C’était un matin sur la Terre, après une nuit très froide et presque sans sommeil dans la voiture. Nous avions atteint cette lagune salée à 4200 mètres d’altitude la veille au soir, au bout d’une longue route sans bitume depuis la bourgade poussiéreuse d’Abra Pampa, près de la frontière bolivienne. A cette époque, je ne prêtais pas encore tellement attention aux avis des voyageurs passés avant nous, faisant confiance à ma belle étoile pour trouver là-haut de quoi nous loger, chez un berger ou avec le gardien du parc.

Vers 18 heures, c’est bien l’infini majestueux des Andes qui nous accueillit, et lui seul. Pas d’autre âme que celle des flamants nains, innombrables barboteurs dans le couchant. A peine le soleil avait-il disparu derrière les cimes violacées qu’une bise glacée mordait déjà la chair. Ma parka s’étant mystérieusement volatilisée au cours d’un précédent trajet en bus vers Cachi, je devais me résoudre à affronter les zéros degrés en superposant tous les tee-shirts du voyage sur ma pauvre carcasse.

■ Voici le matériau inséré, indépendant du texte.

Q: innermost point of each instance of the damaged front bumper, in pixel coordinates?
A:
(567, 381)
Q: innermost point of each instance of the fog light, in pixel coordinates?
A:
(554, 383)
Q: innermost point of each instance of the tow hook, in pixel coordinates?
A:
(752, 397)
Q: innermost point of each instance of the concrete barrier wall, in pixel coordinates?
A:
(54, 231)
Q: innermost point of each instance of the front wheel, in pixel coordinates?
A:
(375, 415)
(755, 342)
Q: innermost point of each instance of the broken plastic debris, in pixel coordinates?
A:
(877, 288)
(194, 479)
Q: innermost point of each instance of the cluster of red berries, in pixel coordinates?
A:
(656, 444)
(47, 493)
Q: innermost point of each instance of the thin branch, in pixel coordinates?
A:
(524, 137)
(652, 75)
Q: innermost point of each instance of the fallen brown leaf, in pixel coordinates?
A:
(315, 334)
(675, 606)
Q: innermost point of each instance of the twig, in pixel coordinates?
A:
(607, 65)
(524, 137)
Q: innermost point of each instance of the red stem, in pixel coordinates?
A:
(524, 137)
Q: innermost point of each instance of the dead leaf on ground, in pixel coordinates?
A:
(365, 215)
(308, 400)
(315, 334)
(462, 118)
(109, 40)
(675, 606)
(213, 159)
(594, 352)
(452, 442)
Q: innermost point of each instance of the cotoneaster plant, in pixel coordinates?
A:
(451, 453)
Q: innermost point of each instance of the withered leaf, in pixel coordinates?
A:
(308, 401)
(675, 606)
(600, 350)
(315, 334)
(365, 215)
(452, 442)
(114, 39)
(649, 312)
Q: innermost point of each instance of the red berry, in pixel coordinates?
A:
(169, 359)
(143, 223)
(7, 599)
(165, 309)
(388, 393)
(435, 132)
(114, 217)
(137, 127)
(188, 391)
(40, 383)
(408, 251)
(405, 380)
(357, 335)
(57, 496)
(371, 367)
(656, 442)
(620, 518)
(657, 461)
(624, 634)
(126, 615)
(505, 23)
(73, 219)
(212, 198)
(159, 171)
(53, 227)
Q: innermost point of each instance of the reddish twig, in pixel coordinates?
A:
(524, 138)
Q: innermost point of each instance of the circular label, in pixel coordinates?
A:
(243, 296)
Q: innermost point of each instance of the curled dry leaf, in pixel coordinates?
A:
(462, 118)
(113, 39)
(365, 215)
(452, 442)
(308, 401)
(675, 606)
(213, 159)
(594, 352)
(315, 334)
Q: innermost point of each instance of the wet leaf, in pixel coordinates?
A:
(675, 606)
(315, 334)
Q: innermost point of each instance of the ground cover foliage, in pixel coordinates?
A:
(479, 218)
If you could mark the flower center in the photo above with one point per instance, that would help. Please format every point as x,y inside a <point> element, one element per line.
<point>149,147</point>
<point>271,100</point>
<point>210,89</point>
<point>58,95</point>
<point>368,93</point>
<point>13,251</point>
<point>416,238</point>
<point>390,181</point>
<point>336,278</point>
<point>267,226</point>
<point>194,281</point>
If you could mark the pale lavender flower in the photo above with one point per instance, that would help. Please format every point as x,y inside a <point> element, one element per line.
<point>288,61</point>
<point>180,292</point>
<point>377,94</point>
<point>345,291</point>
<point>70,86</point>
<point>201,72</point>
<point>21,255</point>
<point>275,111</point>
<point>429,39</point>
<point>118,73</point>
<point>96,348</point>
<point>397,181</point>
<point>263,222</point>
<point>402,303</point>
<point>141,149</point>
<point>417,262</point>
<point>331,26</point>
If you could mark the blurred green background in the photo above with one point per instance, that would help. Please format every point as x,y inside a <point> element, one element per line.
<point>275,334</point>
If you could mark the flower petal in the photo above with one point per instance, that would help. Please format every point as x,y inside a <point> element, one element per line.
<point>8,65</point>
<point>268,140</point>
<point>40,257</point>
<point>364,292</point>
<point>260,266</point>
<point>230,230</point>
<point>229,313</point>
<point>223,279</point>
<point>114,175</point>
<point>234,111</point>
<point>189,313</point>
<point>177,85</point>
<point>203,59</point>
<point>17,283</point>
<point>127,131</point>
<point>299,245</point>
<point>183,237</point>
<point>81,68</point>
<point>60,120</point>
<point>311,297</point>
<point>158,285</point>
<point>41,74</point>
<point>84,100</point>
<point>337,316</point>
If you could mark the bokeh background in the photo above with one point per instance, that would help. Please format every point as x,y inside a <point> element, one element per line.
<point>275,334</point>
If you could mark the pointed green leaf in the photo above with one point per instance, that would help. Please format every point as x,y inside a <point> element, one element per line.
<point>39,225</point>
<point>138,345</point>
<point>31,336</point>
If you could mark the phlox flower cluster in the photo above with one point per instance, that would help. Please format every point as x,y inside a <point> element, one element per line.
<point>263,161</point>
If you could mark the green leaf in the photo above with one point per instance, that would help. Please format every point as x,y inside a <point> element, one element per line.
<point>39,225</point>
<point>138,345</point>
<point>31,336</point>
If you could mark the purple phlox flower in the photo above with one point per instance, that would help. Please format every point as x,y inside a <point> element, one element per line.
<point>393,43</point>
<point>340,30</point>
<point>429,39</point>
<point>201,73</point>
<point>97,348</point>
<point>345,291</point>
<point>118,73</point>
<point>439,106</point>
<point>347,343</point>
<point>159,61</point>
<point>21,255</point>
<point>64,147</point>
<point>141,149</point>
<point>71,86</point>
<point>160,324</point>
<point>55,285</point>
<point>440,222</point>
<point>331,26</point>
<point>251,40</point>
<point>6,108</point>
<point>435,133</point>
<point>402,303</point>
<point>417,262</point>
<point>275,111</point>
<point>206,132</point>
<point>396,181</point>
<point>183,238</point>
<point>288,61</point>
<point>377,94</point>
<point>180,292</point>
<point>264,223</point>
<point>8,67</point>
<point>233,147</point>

Cette nuit dans la voiture ne fut que stupeur et grelottements. Toutes les quatre ou cinq minutes, je changeais la position des jambes et des bras, cherchant un maigre et très provisoire confort dans les quelques degrés que le mouvement avait générés. Je m’étais même demandé si cet édredon d’étoiles grosses comme des diamants n’allait pas me servir de linceul – un drap de luxe pour l’éternité du voyageur imprudent.

Les lueurs de l’aube me sauvèrent. J’étais épuisé, le corps comme un vieillard perclus, mais vivant. L’immensité minérale continuait de m’accepter avec la même indifférence, comme je lui vouais ce même émerveillement, les cernes en plus. Ce berceau de montagnes brillait aussi d’une lumière neuve, où pour réjouir le chérubin en rémission le violet du deuil de la veille avait cédé sa place au jaune d’or. Les flamants n’avaient semble-t-il pas arrêté de fouiller la vase avec leur bec en sabot retourné. Pour quel trésor caché?

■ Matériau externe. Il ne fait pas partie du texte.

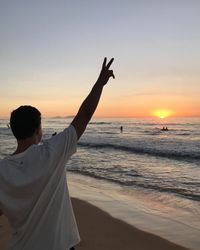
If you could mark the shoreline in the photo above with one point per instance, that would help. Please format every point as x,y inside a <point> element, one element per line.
<point>136,209</point>
<point>100,231</point>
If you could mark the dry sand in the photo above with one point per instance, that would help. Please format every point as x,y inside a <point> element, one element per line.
<point>100,231</point>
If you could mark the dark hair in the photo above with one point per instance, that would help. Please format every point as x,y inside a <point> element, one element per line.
<point>24,121</point>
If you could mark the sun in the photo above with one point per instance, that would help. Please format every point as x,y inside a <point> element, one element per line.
<point>162,113</point>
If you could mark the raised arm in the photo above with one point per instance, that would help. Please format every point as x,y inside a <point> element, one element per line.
<point>89,105</point>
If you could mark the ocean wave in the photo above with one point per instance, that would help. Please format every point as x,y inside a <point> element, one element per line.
<point>182,192</point>
<point>152,152</point>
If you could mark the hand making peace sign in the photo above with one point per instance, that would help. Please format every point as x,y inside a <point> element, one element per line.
<point>106,73</point>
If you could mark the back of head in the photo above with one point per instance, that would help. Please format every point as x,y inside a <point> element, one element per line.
<point>24,121</point>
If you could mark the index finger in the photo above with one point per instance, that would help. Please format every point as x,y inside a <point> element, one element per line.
<point>109,63</point>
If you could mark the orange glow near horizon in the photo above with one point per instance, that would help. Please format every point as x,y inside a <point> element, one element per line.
<point>162,113</point>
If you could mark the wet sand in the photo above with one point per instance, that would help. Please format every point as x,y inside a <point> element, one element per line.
<point>100,231</point>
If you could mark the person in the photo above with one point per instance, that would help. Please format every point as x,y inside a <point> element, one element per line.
<point>33,189</point>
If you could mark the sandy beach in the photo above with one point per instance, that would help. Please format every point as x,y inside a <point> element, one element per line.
<point>100,231</point>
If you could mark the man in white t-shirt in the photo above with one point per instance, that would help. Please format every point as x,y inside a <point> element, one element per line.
<point>33,189</point>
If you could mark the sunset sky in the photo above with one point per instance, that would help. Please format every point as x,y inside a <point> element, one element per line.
<point>51,54</point>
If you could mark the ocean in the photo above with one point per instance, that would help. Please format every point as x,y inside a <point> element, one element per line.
<point>162,167</point>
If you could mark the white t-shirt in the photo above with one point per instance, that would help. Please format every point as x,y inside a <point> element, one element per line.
<point>35,198</point>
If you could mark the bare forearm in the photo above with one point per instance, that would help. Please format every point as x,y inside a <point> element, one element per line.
<point>90,104</point>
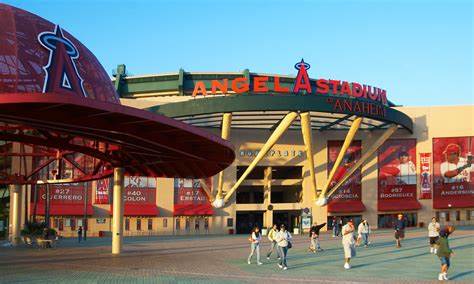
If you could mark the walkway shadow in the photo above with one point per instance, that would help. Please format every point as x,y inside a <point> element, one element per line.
<point>462,274</point>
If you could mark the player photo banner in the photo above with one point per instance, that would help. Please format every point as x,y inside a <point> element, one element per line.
<point>397,178</point>
<point>453,172</point>
<point>64,194</point>
<point>102,191</point>
<point>190,199</point>
<point>140,190</point>
<point>425,175</point>
<point>349,196</point>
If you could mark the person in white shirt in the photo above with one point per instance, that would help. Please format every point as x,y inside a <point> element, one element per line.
<point>433,234</point>
<point>272,238</point>
<point>284,243</point>
<point>406,169</point>
<point>456,168</point>
<point>255,239</point>
<point>348,243</point>
<point>363,231</point>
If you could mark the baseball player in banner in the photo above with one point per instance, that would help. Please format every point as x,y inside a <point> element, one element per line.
<point>453,172</point>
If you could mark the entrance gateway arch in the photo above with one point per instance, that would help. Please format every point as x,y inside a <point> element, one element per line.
<point>245,100</point>
<point>61,121</point>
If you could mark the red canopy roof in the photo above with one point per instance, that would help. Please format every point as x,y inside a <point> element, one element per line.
<point>398,205</point>
<point>53,84</point>
<point>346,206</point>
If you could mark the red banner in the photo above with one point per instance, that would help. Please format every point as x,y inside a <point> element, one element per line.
<point>102,191</point>
<point>397,177</point>
<point>453,172</point>
<point>65,199</point>
<point>348,198</point>
<point>139,197</point>
<point>140,190</point>
<point>190,199</point>
<point>425,175</point>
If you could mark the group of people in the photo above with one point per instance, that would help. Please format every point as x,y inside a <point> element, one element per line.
<point>439,246</point>
<point>280,240</point>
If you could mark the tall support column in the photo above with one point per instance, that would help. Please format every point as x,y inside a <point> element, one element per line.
<point>15,212</point>
<point>117,225</point>
<point>225,134</point>
<point>347,142</point>
<point>281,128</point>
<point>267,195</point>
<point>374,147</point>
<point>206,189</point>
<point>308,143</point>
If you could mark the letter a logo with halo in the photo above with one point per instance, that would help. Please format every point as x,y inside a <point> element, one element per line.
<point>61,72</point>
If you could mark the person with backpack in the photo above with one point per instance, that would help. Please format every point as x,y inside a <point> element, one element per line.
<point>79,234</point>
<point>444,252</point>
<point>284,243</point>
<point>255,238</point>
<point>272,238</point>
<point>399,230</point>
<point>363,231</point>
<point>314,237</point>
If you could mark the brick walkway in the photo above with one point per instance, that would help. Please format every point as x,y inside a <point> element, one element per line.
<point>215,259</point>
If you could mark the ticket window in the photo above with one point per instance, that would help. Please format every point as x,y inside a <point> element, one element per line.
<point>187,224</point>
<point>178,224</point>
<point>139,224</point>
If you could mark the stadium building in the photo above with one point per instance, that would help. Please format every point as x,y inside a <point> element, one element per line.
<point>307,150</point>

De nouveaux personnages venaient aussi d’apparaître dans le décor. Une petite troupe de vigognes passa tout près de nous, saluant notre persévérance nocturne de leur gracile démarche. Elles entamèrent un ballet trotte-menu sur une steppe qu’on eût dit soudain fragile comme de la glace. Animaux de légende pour transformer notre bref passage là-haut en récit quasi mythologique, ou comment d’un héroïsme frileux naissent les plus belles rencontres. Les vigognes, pas plus que le froid, ne figuraient dans mon plan de voyage.

Photo : Vigognes, Laguna de Los Pozuelos, Argentine, août 2006.